Утром из-за лесистого мыса показывается катер. Легкий ветерок треплет алый вымпел на невысокой мачте. Привалившись спиной к рубке, стоит матрос в полосатой тельняшке. Он держит наготове канат, чтобы, как только катер подойдет к пристани, бросить кому-нибудь на берег.
— Куда рейс держим? — спрашивает старшина, высунув голову из рубки.
— Сперва на заездок, а оттуда с товарищами пойдешь в Нижнее Пронге, — говорит Иван Никитич.
— Далековасто...
— Что, в баках горючего мало?
— Только с заправки.
— Тогда порядок!
— Ясно, Иван Никитич! — теперь уже бодрым голосом отвечает старшина, понимая, что этот непредвиденный рейс в Нижнее Пронге специально для нас.
Поднимаемся на катер, здороваемся с командой — старшиной, мотористом и двумя матросами.
— Сколько же ходу до Нижнего Пронге? — интересуется Валерий.
— Как пойдем, — неопределенно отвечает старшина, не желая, видимо, загадывать. Это «как пойдем», понимаю я, относится к погоде, которая может вдруг перемениться.
С нами собирается на заездок и сам Иван Никитич. Хотя со вчерашнего дня там ничего нового не произошло — рыба все так же идет негусто, однако лишний раз побывать в бригаде не мешает. Да и нас пустить одних на заездок неудобно. Он просит старшину погодить и идет в контору отдать какие-то распоряжения. Через четверть часа возвращается и велит отваливать.
Сразу за щетинистым мысом, на котором, свесившись с обрыва, растут редкие сосны, показывается длинный забор — бердо, чуть поднявшийся над водой, и невысокий дощатый домик на помосте — жилище рыбаков.

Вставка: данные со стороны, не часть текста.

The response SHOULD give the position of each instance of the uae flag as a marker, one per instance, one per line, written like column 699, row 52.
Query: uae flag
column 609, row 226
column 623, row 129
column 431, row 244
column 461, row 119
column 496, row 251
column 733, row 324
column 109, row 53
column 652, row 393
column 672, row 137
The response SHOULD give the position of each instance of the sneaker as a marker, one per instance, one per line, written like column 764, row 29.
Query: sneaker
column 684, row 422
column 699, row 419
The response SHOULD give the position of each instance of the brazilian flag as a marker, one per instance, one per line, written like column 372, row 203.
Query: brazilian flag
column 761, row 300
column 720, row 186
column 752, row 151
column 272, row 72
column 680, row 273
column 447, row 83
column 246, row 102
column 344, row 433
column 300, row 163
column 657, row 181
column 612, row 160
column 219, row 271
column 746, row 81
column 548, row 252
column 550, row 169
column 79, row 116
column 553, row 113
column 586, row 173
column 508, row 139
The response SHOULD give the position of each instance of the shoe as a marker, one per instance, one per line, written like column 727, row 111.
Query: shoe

Но катер, прежде чем приблизиться к заездку, с полчаса еще идет по глубокому каналу, потом круто поворачивает и медленно, на самом малом плывет к глаголи, где стоят женщины-рыбачки в ватных куртках и красных косынках, перебирая крючьями садки. Заметив на катере председателя колхоза, одна из них кричит:
— Что-то зачастили, Иван Никитич!
— Разве надоел я тебе? — смеется председатель, хватаясь за колья, вбитые в речное дно, и, подтянувшись на руках, прыгает на мокрый дощатый настил.

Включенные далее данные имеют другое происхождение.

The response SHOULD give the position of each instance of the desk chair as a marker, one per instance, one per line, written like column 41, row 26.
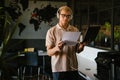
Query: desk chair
column 46, row 69
column 31, row 66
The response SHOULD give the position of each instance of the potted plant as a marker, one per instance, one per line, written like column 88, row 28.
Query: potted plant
column 9, row 28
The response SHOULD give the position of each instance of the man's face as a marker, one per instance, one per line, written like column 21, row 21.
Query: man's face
column 64, row 16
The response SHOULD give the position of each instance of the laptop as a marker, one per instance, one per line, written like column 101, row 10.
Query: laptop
column 91, row 33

Следом за председателем колхоза так же ловко прыгает Валерий Благодатский, а мне не повезло: только я перекинул ногу, катер неожиданно отогнало течением. Тогда Валерий хватает багор, подает матросу, и тот подтягивает катер.
Не скажу, чтобы я себя чувствовал уверенно, шагая по настилу. Узкие доски гнутся, качаются и, кажется, вот-вот ускользнут из-под ног. Да и перильце из тонких реек тоже не внушает доверия. А рыбаки и рыбачки, на мое удивление, бегают взад-вперед по этим зыбким тротуарчикам, погружая в воду крючья, насаженные на длинные шесты, перебирают снасти, в которых плещется рыба, и перегоняют ее в ловушки.

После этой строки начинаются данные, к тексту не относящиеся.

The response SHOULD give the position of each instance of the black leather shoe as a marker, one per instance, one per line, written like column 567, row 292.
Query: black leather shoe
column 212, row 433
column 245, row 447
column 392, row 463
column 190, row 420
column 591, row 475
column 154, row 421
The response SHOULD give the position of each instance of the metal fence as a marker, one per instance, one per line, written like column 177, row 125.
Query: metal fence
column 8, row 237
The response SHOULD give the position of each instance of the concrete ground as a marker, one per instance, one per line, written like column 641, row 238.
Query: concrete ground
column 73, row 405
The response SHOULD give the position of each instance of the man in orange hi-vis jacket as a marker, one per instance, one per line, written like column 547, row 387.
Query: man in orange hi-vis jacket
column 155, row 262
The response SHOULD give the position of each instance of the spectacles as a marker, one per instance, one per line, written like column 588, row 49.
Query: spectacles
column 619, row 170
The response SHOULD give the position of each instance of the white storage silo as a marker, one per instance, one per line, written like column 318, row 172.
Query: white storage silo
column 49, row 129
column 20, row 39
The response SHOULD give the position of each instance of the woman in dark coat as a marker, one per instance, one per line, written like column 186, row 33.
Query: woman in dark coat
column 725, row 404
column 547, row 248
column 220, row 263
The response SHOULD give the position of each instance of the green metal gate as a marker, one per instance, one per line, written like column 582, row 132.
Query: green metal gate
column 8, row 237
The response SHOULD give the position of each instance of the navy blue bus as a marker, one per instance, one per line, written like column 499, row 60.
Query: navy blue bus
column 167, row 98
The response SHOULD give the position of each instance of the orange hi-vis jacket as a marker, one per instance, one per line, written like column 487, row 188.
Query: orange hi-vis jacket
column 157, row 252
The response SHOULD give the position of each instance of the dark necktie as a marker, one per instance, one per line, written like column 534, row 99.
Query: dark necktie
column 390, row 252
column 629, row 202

«Сколько труда вложено людьми в это сооружение, — думаю я. — Кроме парового молота, которым вбивают сваи в речное дно, никакой другой техники тут не применишь. Все остальное сделано руками, но, как во всякое древнее ремесло, в него вложено немало мудрости и сметки».
Я иду вдоль заездка и просто диву даюсь, до чего же здесь все устроено хитро. Не знаю, возводили в старое время точно такие же сооружения или наши рыбаки внесли в технику лова что-то новое. Может быть, тогда не было копра для забивки свай и их вколачивали в донный грунт вручную?